Understanding Git under the hood
How Git internals work to organize data and history
Most developers are familiar with version control system and git is de facto choice for most cases. This article is actually to introduce how git works, and this will enable for developers to understand git better.
Git is distributed version control where history of file and directory changes are stored such that developers can travel through time to gather how all the changes happened.
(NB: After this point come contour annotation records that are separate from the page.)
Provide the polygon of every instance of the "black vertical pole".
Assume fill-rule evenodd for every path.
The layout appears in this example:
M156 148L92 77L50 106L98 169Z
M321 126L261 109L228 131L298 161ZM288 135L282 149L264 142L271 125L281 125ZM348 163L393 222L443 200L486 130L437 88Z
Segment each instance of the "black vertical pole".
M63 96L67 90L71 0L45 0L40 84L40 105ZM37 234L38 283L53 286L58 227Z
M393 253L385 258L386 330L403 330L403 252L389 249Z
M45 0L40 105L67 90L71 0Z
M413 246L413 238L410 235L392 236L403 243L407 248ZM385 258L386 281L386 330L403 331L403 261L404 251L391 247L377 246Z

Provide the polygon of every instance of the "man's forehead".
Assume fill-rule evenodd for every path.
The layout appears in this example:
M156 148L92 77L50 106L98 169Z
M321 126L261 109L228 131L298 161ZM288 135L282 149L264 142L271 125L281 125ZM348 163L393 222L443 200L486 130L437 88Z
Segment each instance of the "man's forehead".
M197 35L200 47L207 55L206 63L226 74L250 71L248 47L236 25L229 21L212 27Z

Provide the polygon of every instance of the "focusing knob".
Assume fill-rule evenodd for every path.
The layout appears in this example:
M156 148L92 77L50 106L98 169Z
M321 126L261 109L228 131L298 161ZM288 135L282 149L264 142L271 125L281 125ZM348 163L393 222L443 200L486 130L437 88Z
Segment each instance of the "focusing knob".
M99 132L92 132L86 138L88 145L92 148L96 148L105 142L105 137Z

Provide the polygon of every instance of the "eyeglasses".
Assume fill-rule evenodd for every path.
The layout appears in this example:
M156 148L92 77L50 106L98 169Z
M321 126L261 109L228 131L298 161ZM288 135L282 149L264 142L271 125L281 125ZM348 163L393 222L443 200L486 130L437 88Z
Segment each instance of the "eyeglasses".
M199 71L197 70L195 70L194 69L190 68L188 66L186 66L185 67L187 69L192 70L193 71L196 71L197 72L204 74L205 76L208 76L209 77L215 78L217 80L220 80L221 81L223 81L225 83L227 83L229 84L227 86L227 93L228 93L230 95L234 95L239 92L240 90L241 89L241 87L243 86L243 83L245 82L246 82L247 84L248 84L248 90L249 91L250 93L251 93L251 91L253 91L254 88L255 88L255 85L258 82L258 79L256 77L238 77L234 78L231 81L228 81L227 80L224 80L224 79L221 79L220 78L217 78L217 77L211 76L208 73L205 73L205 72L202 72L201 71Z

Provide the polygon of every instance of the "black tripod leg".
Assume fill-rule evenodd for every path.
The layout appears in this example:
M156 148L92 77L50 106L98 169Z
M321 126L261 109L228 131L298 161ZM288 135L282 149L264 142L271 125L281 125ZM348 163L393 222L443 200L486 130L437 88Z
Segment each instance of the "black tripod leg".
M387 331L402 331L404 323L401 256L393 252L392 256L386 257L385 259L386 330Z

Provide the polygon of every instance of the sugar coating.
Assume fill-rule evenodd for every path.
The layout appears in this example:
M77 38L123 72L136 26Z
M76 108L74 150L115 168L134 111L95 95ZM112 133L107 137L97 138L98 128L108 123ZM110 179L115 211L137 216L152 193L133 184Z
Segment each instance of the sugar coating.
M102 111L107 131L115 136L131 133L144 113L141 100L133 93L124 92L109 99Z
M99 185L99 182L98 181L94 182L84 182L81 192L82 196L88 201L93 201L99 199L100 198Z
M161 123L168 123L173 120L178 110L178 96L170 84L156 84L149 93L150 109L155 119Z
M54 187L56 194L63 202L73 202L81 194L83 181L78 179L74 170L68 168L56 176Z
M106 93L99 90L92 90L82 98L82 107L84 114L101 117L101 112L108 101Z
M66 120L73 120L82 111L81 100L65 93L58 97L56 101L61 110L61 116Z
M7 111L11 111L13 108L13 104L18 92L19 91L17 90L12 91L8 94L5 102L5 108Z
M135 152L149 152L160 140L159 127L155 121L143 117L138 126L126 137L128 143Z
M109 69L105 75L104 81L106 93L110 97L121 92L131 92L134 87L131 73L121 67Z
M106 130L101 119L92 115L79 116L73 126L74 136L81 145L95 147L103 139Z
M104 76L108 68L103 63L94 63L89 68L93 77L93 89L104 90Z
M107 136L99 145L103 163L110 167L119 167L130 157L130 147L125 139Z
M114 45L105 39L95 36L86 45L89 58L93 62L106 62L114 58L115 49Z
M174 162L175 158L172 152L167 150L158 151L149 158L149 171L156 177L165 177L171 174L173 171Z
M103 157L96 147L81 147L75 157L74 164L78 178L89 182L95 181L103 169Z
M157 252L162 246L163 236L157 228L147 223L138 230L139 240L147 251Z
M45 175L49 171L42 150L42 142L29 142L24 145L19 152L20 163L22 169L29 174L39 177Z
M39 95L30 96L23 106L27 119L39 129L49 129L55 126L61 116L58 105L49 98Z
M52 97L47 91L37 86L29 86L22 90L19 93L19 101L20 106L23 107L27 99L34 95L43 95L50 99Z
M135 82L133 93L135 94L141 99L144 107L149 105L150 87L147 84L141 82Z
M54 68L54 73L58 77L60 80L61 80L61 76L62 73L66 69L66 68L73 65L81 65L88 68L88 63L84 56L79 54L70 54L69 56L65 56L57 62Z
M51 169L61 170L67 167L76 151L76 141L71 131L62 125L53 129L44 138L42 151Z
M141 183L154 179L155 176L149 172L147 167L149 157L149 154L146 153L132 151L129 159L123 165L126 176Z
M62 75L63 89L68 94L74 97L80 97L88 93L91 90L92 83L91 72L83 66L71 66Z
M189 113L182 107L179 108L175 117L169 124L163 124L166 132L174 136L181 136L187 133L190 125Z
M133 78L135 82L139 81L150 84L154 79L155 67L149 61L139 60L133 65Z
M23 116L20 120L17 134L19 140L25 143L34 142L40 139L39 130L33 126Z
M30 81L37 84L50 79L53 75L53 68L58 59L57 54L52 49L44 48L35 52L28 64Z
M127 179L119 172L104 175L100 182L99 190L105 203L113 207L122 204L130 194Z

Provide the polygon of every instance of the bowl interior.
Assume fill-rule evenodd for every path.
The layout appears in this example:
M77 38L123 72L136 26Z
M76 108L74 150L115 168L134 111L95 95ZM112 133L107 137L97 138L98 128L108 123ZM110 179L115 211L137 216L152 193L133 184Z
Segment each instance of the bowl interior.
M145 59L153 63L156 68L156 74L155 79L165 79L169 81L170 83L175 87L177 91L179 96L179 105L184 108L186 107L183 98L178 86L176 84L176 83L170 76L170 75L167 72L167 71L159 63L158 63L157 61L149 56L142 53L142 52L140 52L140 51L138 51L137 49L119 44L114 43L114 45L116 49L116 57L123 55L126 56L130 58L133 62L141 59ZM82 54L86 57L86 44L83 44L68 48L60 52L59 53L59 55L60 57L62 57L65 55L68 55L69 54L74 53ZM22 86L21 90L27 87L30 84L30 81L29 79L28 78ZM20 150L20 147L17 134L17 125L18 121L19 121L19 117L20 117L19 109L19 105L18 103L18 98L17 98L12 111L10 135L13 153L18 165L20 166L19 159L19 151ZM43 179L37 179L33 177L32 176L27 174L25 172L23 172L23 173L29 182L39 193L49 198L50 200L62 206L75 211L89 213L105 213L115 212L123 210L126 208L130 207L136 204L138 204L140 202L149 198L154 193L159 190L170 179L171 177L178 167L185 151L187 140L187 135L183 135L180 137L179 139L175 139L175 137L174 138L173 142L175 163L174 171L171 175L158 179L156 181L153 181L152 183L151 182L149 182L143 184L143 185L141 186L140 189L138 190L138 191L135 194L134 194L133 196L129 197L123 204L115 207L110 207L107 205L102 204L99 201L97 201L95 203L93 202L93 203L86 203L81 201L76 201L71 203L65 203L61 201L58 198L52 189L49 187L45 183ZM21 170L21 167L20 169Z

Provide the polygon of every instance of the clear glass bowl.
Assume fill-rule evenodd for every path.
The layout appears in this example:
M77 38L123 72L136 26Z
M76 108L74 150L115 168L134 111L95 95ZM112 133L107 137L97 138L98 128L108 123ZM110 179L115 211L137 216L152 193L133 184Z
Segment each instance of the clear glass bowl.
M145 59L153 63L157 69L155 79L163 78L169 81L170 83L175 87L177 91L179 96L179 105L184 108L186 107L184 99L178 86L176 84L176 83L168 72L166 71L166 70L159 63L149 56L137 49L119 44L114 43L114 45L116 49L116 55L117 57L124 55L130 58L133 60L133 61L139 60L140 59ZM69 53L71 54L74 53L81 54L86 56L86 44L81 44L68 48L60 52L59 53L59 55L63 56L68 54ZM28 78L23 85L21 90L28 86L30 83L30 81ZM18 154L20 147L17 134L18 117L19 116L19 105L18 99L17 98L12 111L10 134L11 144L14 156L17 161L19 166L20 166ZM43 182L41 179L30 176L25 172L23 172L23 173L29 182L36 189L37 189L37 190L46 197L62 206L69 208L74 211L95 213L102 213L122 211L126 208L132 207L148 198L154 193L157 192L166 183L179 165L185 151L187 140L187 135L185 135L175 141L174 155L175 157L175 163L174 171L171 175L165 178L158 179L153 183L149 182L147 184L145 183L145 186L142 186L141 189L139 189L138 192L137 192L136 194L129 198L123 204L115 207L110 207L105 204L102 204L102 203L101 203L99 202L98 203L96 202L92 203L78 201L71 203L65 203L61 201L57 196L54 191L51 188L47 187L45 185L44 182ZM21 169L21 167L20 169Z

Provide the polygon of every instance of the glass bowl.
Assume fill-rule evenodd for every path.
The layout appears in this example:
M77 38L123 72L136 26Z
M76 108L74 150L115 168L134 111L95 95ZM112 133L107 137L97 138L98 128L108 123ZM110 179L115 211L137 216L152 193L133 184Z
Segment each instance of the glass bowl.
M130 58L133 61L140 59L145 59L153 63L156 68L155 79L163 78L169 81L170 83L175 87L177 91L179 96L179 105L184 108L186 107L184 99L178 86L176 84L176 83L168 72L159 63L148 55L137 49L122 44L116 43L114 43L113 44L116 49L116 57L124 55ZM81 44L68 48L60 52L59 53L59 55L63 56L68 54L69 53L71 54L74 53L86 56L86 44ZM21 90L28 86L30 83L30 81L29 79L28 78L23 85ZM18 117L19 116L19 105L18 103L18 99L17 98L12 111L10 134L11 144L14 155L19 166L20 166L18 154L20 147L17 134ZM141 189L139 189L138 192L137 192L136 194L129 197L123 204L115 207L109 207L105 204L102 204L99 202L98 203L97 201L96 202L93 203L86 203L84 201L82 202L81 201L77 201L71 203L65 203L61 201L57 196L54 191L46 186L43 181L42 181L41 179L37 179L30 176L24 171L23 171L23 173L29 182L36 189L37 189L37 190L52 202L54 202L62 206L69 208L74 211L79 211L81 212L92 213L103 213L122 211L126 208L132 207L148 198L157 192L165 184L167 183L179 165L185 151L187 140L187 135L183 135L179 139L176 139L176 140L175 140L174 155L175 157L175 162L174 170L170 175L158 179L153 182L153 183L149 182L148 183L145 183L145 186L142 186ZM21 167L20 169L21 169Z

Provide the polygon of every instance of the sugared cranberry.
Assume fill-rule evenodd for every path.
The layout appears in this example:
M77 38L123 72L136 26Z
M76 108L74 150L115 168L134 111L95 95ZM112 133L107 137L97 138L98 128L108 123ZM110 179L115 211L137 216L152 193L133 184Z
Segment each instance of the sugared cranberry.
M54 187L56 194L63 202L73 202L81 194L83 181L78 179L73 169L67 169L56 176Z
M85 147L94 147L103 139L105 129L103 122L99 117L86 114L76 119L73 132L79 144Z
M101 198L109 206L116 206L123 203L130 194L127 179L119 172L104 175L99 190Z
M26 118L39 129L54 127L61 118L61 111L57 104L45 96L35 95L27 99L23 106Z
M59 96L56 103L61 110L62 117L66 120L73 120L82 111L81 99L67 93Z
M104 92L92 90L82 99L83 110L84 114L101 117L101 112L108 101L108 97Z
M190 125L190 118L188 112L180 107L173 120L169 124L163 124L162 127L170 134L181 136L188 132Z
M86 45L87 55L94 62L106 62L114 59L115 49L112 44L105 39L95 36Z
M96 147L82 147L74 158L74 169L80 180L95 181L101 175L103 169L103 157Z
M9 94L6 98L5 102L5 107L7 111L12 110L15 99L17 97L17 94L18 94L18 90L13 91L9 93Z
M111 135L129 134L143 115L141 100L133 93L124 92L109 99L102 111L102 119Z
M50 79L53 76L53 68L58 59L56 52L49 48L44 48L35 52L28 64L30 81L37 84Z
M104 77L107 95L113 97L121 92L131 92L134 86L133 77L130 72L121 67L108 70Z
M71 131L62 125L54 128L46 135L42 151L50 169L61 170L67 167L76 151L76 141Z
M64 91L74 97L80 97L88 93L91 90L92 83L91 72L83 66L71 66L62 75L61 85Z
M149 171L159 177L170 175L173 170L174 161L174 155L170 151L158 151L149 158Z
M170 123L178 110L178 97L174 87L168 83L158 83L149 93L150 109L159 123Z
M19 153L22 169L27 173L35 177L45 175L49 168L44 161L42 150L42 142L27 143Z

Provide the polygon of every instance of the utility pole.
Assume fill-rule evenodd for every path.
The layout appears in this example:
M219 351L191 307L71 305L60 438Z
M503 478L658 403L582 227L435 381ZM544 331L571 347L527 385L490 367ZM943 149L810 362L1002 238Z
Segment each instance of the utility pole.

Initially git was created by Linux creator to manage Linux kernel development when having multiple open-source developer.
In Linux manual pages (man git
), Git is identified as “the stupid content tracker”. Through this article you can identify why git is called as such.
Git ‘Porcelain’ & ‘Plumbing’ Commands
Most of the commands
used in developer work flows are known as “porcelain commands”. But these commands are constructed through low level commands known as “plumbing commands”. Lets take an example:
- Porcelain Commands →
git add
,git commit
,git push
,git pull
,git branch
,git checkout
,git tag
,git merge
,git rebase
& more… - Plumbing Commands →
git cat-file
,git has-object
,git count-objects
Understanding Hashes & SHA-1
Even though y’all should be familiar with hashes, it is required to summarize a bit to make this article is complete. Simply hash values are generated for some input through a cryptographic function. Git uses SHA-1 algorithm.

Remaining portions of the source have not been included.